BERSAMA TUHAN PASTI BISA

 
 
  Syalom,

Saya seorang ibu dengan satu putra, single parent. Ingin berbagi kisah kehidupan/kesaksian kepada para pembaca situs ini, terutama untuk ibu ibu /single parent, agar menjadi sumber kekuatan.
20 thn yang lalu, tepatnya Januari thn 1994, saya ditinggal suami karena penyakit kanker liver. Itulah takdir saya yang pahit. Saya tidak bisa menolaknya. Sedih, sudah pasti. Hancur rasanya hati ini. Hari-hari terasa gelap. Dunia ini seperti musuh jadinya, untuk apa lagi hidup. Tiga hari lagi adalah ulangtahun pernikahan kita yang ke 3, putra kami barulah berumur 20 bulan, lagi lucu-lucunya, membutuhkan kasih sayang dan perhatian dari orang tuanya dalam masa pertumbuhannya, tetapi takdir berkata lain, putraku menjadi anak yatim pada umur 20 bln. Umur yang belum mengerti arti kehilangan, tak mampu mengungkapkan dengan kata, tapi dapat merasakan dengan jiwa. Bathinnya pasti bertanya. Bertanya, kemana ayah pergi. Kenapa ibu bersedih dan menangis. Duduk dipangkuanku, memeluk erat, sekali kali menatapku dengan tatapan bocah tapi penuh tanya. Dia melihat kesedihan ibunya setiap hari. Haruskah anakku menjalani hari-hari yang penuh dengan duka. Tidak, tidak boleh. Aku berjanji pada diriku sendiri dan bersumpah tidak akan meneteskan airmata lagi didepan putraku. Aku harus bangkit dan kuat dihadapan putraku. Putraku harus tumbuh normal, harus bahagia seperti anak-anak yang lain. Ya, putraku penyemangat hidupku, putraku memberi aku kekuatan untuk melanjutkan hidup kami. Dia bisa membuat aku tersenyum bahkan tertawa, melupakan sejenak kesedihan yang dipendam.
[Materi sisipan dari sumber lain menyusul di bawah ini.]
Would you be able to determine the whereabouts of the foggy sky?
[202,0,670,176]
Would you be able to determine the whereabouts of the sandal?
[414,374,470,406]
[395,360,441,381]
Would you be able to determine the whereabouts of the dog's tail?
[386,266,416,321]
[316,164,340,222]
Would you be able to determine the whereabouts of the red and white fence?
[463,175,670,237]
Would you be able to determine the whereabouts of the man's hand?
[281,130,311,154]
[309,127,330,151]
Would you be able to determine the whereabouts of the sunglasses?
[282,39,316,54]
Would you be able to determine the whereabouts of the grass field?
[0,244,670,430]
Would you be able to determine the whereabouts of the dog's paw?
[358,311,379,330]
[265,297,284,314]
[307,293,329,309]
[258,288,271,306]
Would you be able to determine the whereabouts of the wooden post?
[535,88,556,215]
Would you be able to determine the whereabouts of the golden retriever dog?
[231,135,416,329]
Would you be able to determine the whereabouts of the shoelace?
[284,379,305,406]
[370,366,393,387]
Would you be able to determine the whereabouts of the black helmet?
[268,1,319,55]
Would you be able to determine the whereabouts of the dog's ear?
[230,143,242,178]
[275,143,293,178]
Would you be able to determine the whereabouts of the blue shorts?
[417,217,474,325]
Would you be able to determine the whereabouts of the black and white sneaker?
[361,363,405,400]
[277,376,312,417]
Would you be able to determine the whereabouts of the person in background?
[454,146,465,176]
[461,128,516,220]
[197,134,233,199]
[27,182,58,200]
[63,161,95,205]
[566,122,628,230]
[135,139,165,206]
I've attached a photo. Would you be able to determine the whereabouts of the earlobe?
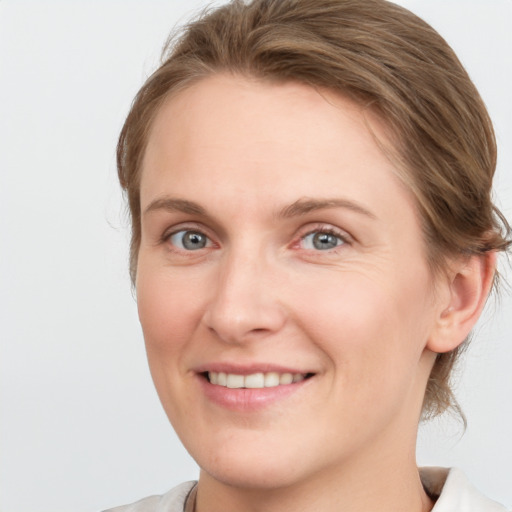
[426,252,496,353]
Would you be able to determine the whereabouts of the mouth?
[202,371,314,389]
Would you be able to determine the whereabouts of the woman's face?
[137,75,438,487]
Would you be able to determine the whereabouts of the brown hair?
[117,0,510,416]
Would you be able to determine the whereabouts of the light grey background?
[0,0,512,512]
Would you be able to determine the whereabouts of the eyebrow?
[144,197,377,219]
[144,197,207,217]
[279,197,377,219]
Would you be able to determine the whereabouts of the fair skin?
[136,75,492,512]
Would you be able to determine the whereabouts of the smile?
[206,372,311,389]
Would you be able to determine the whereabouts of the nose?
[203,248,287,344]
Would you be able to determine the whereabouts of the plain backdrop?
[0,0,512,512]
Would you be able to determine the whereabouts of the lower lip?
[198,375,312,412]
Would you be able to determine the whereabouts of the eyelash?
[300,226,351,252]
[161,225,352,255]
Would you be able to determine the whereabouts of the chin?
[192,438,314,490]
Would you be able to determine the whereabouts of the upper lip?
[194,362,314,375]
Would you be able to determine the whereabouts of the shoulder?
[103,482,196,512]
[420,468,507,512]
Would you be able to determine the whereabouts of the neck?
[195,444,433,512]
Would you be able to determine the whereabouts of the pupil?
[183,231,206,250]
[313,233,338,250]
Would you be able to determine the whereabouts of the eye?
[168,229,211,251]
[302,231,345,251]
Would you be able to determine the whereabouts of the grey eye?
[302,231,344,251]
[169,229,209,251]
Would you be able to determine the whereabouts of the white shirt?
[104,468,507,512]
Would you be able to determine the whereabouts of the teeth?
[208,372,306,389]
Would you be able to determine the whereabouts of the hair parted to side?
[117,0,511,417]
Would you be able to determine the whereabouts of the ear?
[426,252,496,353]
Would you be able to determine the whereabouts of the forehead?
[141,75,416,223]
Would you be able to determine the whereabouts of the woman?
[104,0,510,512]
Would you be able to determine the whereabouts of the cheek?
[297,266,430,386]
[137,269,204,364]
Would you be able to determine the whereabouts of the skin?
[136,75,492,512]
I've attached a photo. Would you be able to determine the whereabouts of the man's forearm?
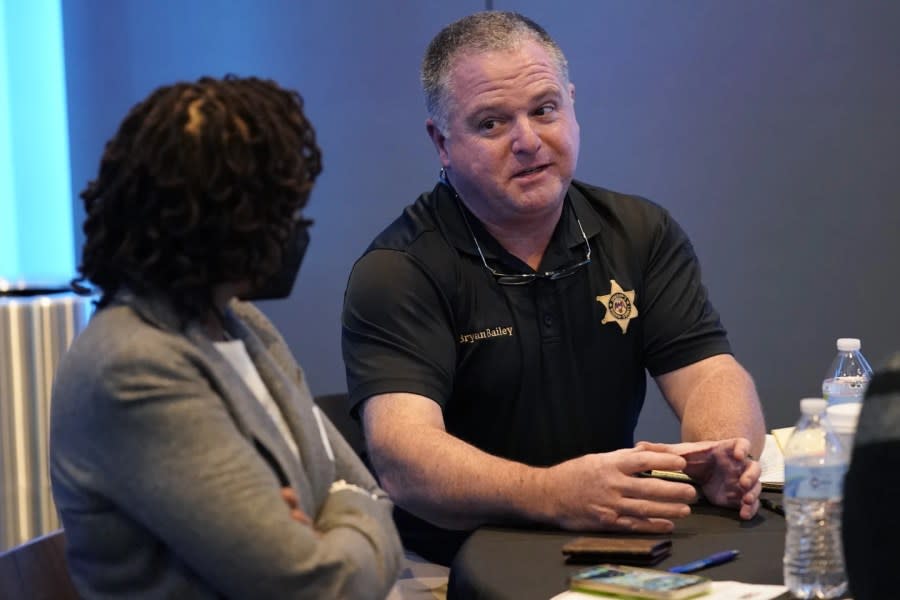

Bukan TUHAN. Malah TUHAN yang sudah mengambil semua kebahagiaan kami, memberi kami kesedihan, membuat saya patah hati dengan hidup ini, membuat aku terpuruk, dan ketakutan dalam menghadapi masa depan. Aku marah. Itulah perasaananku saat itu pada TUHAN. Bertanya kepada TUHAN, kenapa harus begini, apa dosa dan salah saya, kenapa.?.....kenapa. ...? Kenapa saat saya ingin menerima KRISTUS, cobaan ini datang. Sungguh dalam pergumulaan yang berat. Saya berseteru dengan-NYA saat itu. Tapi tahun 1998 saya menerima YESUS . Saat ini, setelah 20 thn dalam menjalani hidup ini sebagai single parent, dengan berbagai rintangan, yang namanya pahit getir, sudah saya rasakan. Yang ingin saya bagikan kepada para pembaca, terutama ibu-ibu single parent adalah KASIH TUHAN YESUS yang telah menemani saya selama ini. DIA yang telah menyediakan semua kebutuhan kami. KEKUATAN, PENGHIBURAN, KESEHATAN, SANDANG & PANGAN. DIA yang telah menjaga dan memelihara kami. DIA telah menyediakan sebelum saya memintanya. Pembaca dan ibu-ibu sekalian, saat ini putra saya sudah mau menginjak usia 22 thn, sebentar lagi dia sudah mau menyelesaikan pendidikan S1 nya dijurusan mesin di Singapore. Bukan saya mau menyombongkan diri karena mampu menguliahkan anak di Singapore. Tapi saya ingin mengabarkan inilah kebesaran Tuhan dengan KASIHNYA yang berkelimpahan. Saya hanyalah seorang wanita biasa, tidak punya gelar sarjana. Seorang ibu yang kebingungan dan ketakutan menghadapi masa depan. Dengan apa saya harus membesarkan putraku. Bingung dan takut. Saya teringat dengan sebuah oven/pemanggang kue. Oven ini saya minta dari suami. Tidak tanggung-tanggung, bukan oven yang kecil yang biasa dipakai ibu-ibu rumah tangga. Tapi ini oven pesanan khusus dengan ukuran 210 x 100, lengkap dengan loyang dan mixernya. Heran juga, suami bisa mengabulkan, padahal biasa dia akan cerewet nanya ini itu, apalagi selama ini saya tidak pernah membuat kue. Dan saya mulai mencoba/tahap belajar membuat kue-kue kering untuk dititipkan di toko-toko saat lebaran idul fitri tahun 1993.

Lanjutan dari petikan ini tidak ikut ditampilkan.